ABPI LINC will benefit clinical research in the long-term,” said Damian Mole, MRC senior clinical fellow and honorary consultant surgeon at the University of Edinburgh, when discussing the launch in the ABPI release. Industry-academic partnerships are vital to keep the UK at the forefront of cutting-edge research and this tool will allow our university researchers to fully explore and compete for the funding and collaborative projects on offer. ABPI LINC will undoubtedly foster these links and speed up drug discovery research.”

“As co-chair of the research partnership around neurodegeneration between Eisai and UCL, I know first-hand how collaboration with scientists in the pharmaceutical industry can help in the fight to find effective treatments,” added Professor Alan Thompson, dean of the faculty of Brain Sciences at UCL. “ABPI LINC will help place the UK’s unrivalled scientific expertise at the forefront of that fight, whether that’s in university, hospital or pharma laboratories.”

So far, the database already includes around 370 projects and will be routinely updated as new projects are offered. The search function will enable users to specifically look for projects based on compounds, funding, non-specific partnership, investigator-initiated studies, equipment and resources, collaboration facilitators and challenges — or a mix of these. Additionally, users can search by company name.

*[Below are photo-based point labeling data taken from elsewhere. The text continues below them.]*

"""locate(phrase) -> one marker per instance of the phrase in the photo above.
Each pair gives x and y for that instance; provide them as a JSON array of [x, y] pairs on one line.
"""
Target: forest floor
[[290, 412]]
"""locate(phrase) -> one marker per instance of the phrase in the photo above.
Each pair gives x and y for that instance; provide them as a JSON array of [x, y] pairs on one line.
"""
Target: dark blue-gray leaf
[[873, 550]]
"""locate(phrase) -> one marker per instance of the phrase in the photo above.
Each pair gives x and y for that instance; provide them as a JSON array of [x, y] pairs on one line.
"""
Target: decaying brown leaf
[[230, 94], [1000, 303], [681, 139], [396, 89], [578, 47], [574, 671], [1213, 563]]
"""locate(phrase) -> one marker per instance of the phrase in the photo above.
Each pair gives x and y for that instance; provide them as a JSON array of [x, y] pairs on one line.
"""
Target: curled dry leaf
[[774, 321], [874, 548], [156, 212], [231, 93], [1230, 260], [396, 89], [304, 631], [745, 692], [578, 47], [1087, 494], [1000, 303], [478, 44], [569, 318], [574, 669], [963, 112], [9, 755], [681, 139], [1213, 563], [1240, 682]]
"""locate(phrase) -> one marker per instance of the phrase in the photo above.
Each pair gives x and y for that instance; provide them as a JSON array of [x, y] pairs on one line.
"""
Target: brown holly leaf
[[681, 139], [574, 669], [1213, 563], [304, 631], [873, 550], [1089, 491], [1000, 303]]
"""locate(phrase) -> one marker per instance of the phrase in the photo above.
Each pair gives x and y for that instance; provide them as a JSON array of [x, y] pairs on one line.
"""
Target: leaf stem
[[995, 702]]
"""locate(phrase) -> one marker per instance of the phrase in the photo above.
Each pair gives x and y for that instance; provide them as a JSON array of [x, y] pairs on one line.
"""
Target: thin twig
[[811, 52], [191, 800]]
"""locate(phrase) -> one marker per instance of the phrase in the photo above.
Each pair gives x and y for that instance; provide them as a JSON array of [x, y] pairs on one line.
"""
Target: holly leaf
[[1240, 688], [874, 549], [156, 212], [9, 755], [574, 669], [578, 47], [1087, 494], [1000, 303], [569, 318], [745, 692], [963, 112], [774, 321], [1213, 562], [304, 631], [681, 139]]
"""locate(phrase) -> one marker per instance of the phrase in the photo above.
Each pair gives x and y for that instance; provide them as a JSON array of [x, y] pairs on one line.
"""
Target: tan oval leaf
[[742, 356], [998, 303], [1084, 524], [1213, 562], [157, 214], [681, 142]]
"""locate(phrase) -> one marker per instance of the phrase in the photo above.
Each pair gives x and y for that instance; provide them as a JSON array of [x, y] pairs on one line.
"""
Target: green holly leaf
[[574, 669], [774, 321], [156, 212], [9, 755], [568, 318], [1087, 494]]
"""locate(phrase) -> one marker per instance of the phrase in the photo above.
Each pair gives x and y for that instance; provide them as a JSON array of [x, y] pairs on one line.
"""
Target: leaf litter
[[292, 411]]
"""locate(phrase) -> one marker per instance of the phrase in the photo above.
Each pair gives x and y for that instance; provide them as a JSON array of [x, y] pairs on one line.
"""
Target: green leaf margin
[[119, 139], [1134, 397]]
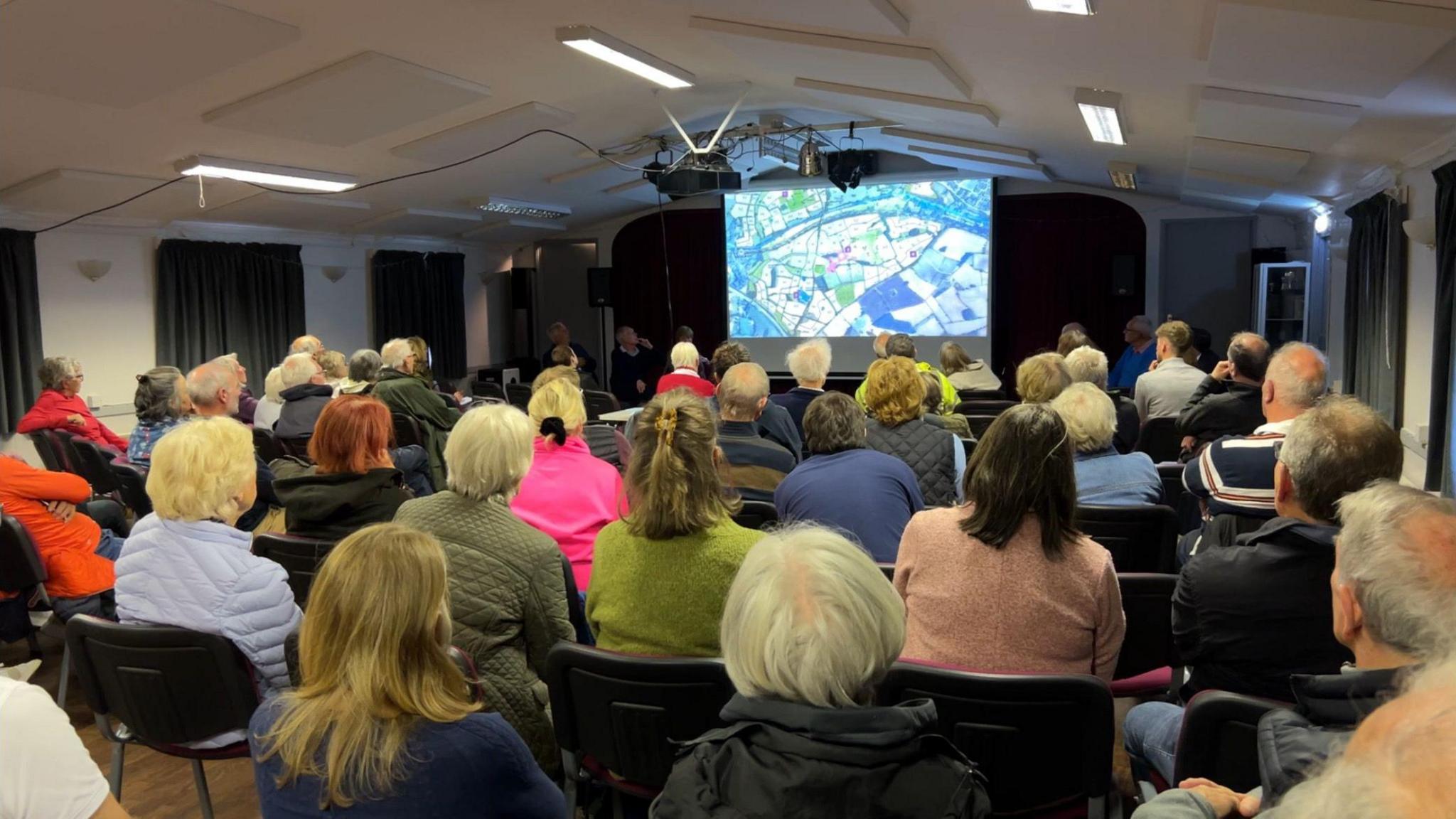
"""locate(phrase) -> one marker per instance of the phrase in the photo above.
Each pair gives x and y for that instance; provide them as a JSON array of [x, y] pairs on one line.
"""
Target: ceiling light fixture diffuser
[[262, 173], [1101, 109], [623, 55]]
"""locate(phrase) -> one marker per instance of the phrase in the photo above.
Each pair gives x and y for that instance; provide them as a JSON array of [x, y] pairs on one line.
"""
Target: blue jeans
[[1150, 738]]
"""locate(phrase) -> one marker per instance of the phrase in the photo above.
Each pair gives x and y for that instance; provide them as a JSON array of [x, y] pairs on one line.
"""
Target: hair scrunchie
[[554, 427]]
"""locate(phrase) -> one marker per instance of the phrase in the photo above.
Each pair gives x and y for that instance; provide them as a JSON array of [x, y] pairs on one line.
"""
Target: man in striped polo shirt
[[1233, 477]]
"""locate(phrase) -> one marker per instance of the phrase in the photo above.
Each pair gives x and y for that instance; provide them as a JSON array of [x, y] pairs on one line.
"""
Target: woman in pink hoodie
[[569, 493]]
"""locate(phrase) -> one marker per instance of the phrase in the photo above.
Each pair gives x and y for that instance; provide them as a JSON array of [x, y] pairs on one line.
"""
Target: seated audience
[[187, 566], [660, 574], [896, 400], [383, 723], [568, 493], [305, 394], [76, 541], [808, 630], [507, 585], [46, 773], [353, 480], [964, 372], [60, 405], [1042, 378], [1136, 358], [846, 486], [162, 402], [808, 363], [1231, 400], [751, 465], [1165, 390], [1104, 477], [1088, 365], [775, 423], [685, 372], [1007, 583], [408, 395]]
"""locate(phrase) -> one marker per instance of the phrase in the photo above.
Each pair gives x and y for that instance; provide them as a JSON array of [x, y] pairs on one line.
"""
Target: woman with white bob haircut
[[1104, 476], [808, 630]]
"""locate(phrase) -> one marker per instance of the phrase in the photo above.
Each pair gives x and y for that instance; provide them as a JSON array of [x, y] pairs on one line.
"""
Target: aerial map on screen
[[901, 258]]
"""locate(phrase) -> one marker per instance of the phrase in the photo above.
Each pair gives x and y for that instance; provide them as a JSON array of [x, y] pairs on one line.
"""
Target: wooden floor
[[154, 786]]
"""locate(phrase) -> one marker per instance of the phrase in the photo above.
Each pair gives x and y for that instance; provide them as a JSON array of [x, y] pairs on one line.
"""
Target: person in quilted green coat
[[507, 580]]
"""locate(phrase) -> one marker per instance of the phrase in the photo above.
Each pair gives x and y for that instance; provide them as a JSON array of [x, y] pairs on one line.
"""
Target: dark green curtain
[[1375, 305], [421, 295], [216, 298], [21, 330], [1439, 459]]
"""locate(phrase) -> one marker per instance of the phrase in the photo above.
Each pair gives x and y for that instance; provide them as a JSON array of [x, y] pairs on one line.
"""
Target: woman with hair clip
[[1007, 582], [568, 493], [383, 724], [661, 573]]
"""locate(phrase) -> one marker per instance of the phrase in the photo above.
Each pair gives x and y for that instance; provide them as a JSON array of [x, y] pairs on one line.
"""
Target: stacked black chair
[[166, 688]]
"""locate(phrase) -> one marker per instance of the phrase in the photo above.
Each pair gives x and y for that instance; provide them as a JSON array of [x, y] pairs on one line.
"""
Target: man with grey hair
[[808, 363], [1247, 619], [751, 464]]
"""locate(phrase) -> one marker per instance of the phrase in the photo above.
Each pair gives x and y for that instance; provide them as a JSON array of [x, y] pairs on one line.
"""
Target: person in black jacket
[[1229, 401], [808, 628], [1247, 617]]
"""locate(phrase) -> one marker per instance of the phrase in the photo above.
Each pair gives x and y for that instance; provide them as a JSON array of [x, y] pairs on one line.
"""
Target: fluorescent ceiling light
[[261, 173], [1100, 111], [626, 57], [1123, 173], [520, 208], [1062, 6]]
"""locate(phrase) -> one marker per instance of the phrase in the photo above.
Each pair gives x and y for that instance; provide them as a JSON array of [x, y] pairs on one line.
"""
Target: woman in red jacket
[[60, 405]]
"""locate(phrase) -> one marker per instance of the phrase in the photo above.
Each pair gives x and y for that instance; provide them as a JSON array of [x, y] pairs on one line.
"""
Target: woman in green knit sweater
[[660, 576]]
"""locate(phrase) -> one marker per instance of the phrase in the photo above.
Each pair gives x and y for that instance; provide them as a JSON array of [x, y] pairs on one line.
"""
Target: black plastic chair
[[756, 515], [1147, 658], [166, 688], [300, 557], [1142, 538], [1044, 742], [1219, 739], [618, 717], [1161, 441]]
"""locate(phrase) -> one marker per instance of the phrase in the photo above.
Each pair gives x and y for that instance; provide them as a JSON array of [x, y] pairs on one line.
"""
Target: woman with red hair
[[353, 480]]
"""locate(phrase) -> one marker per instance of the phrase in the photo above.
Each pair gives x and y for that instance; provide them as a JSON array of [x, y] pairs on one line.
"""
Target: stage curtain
[[421, 295], [1375, 305], [21, 327], [216, 298], [1438, 455]]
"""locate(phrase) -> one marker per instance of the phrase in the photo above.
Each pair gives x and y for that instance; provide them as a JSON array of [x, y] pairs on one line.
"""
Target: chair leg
[[200, 777]]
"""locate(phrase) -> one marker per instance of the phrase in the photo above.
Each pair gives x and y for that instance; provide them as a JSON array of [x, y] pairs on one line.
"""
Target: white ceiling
[[1241, 104]]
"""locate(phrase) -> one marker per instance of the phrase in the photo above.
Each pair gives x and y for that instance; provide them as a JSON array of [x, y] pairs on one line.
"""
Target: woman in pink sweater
[[568, 493], [1007, 583]]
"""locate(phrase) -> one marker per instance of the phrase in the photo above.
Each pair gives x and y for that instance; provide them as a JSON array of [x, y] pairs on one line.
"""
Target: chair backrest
[[1147, 602], [756, 515], [1160, 439], [599, 402], [168, 685], [1221, 739], [625, 713], [21, 567], [1142, 538], [300, 557], [1043, 741]]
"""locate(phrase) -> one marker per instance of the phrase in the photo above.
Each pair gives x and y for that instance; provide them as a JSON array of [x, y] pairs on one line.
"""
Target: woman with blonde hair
[[894, 395], [383, 723], [661, 574], [507, 582], [568, 493]]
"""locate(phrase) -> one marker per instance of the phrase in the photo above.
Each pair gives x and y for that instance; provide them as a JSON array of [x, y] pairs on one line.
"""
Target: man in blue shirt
[[1138, 358]]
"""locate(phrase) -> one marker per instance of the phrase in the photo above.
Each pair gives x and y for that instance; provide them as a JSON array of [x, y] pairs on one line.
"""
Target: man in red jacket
[[60, 405]]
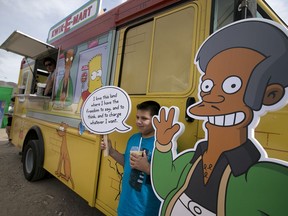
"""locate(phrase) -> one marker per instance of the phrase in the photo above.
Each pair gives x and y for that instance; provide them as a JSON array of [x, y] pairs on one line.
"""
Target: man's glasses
[[49, 64]]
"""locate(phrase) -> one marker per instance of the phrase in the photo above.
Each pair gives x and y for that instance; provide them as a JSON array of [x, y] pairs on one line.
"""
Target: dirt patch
[[45, 197]]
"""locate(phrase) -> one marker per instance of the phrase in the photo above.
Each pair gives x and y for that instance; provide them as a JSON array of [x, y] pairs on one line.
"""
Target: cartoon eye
[[207, 85], [93, 75], [99, 73], [232, 84]]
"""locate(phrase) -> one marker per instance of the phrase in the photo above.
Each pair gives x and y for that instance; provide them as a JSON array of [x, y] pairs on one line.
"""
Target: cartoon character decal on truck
[[244, 71]]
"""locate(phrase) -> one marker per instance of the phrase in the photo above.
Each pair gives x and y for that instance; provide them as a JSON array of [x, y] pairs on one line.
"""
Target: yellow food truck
[[130, 46]]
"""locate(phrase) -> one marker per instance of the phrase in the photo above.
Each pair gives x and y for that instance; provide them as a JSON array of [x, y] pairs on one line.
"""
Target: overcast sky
[[36, 17]]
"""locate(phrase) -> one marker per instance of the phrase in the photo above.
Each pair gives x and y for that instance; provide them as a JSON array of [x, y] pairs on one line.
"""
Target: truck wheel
[[32, 168]]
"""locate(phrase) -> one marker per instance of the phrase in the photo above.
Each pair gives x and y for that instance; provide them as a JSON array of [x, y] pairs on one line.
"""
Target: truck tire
[[32, 168]]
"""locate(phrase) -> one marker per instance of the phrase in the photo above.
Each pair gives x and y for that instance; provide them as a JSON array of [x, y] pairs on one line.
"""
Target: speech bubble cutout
[[106, 110]]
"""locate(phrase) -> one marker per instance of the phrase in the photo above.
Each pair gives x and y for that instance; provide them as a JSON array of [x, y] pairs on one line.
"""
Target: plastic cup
[[134, 150]]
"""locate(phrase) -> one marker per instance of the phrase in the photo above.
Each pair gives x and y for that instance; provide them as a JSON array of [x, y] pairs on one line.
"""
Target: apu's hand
[[165, 130]]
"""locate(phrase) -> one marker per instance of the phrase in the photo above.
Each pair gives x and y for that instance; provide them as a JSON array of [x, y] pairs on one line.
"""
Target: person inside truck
[[137, 196], [50, 65], [228, 172]]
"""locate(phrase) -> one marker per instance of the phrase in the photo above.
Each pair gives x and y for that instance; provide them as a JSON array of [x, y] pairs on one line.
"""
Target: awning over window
[[27, 46]]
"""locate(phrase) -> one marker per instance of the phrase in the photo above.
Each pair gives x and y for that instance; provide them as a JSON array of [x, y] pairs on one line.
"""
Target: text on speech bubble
[[105, 110]]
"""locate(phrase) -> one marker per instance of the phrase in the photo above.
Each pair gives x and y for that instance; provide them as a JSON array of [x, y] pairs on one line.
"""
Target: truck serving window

“Collaboration has never been more important for successfully delivering new therapies for patients,” emphasized Dr Malcolm Skingle, CBE, chair of the ABPI’s Academic Liaison Expert Network and director of GSK’s Academic Liaison Worldwide Business Development, who authored the foreword to the ABPI LINC booklet. “Innovation requires a vast range of skills, resources and knowledge, which no single organisation can hold by themselves. ABPI LINC makes this collaboration easier than ever and has the potential to make a real difference to the speed of innovation in the UK by linking together the world-beating expertise we have in our universities, in the NHS and in the pharmaceutical industry.”